Sgombero in Porto Vecchio: almeno 40 persone escluse, nessun coinvolgimento delle organizzazioni umanitarie
Questa mattina è stata eseguita l’ennesima operazione di sgombero in alcuni magazzini del Porto Vecchio di Trieste: circa 150 persone migranti e richiedenti asilo – molte delle quali abbandonate in strada da settimane, e che in quei magazzini avevano trovato un riparo di fortuna – sono state messe in fila, identificate e trasferite. È evidente che si tratta di una misura-spot, priva di una strategia strutturale: lo sgombero non risolve affatto il problema poiché, come abbiamo già denunciato molte volte in passato, le persone richiedenti asilo e in transito che da domani arriveranno in città si troveranno nella medesima situazione. Il trasferimento è avvenuto senza alcun coinvolgimento delle organizzazioni che sul territorio si occupano di accoglienza e supporto, né dell’Alto Commissariato delle Nazioni Unite per i Rifugiati (Unhcr): un’esclusione che conferma come la gestione della crisi migratoria a Trieste segua logiche emergenziali, securitarie e dettate da urgenze mediatiche.
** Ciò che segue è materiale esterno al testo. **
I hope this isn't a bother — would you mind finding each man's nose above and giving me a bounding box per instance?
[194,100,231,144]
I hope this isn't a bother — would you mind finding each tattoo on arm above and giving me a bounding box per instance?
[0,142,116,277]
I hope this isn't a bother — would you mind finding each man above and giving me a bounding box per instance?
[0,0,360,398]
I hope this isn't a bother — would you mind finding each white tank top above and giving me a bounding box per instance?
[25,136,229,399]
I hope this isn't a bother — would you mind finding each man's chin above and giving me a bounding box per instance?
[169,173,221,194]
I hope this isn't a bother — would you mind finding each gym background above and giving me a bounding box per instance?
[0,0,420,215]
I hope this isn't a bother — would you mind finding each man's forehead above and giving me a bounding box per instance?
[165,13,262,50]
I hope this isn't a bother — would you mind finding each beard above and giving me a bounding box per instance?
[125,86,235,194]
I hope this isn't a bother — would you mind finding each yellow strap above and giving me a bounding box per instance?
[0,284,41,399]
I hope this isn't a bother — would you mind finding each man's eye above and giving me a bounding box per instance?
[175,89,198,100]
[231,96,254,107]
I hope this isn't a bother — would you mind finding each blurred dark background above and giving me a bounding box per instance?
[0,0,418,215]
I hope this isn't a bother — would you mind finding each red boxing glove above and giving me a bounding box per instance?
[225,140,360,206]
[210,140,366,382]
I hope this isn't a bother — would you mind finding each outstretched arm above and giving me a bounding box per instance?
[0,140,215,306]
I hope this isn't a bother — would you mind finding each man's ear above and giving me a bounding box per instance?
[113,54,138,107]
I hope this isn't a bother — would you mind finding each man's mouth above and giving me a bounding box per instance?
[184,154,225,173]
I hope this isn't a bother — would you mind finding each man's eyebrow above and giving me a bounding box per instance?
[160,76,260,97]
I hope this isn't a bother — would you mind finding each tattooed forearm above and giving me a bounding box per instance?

Logiche che, ancora una volta, nulla hanno a che vedere con la salvaguardia dei diritti delle persone più vulnerabili. Il problema, creato artificialmente dalle istituzioni, non viene quindi risolto e si ripresenterà nei prossimi mesi, con una responsabilità politica sempre più pesante. Ma l’aspetto più grave è l’esclusione arbitraria di decine di persone – almeno quaranta, secondo le nostre stime – lasciate fuori dall’operazione solo perché, nel momento del trasferimento, non si trovavano nei magazzini interessati. Nessuno le aveva informate dell’intervento, nessuna istituzione ha tentato di raggiungerle: una conseguenza diretta del mancato coinvolgimento di chi lavora sul territorio e che avrà pesanti conseguenze sulla vita delle persone più vulnerabili. ICS – Consorzio Italiano di Solidarietà Redazione Friuli Venezia Giulia
Il porto di Trieste non sia al servizio della guerra e del genocidio!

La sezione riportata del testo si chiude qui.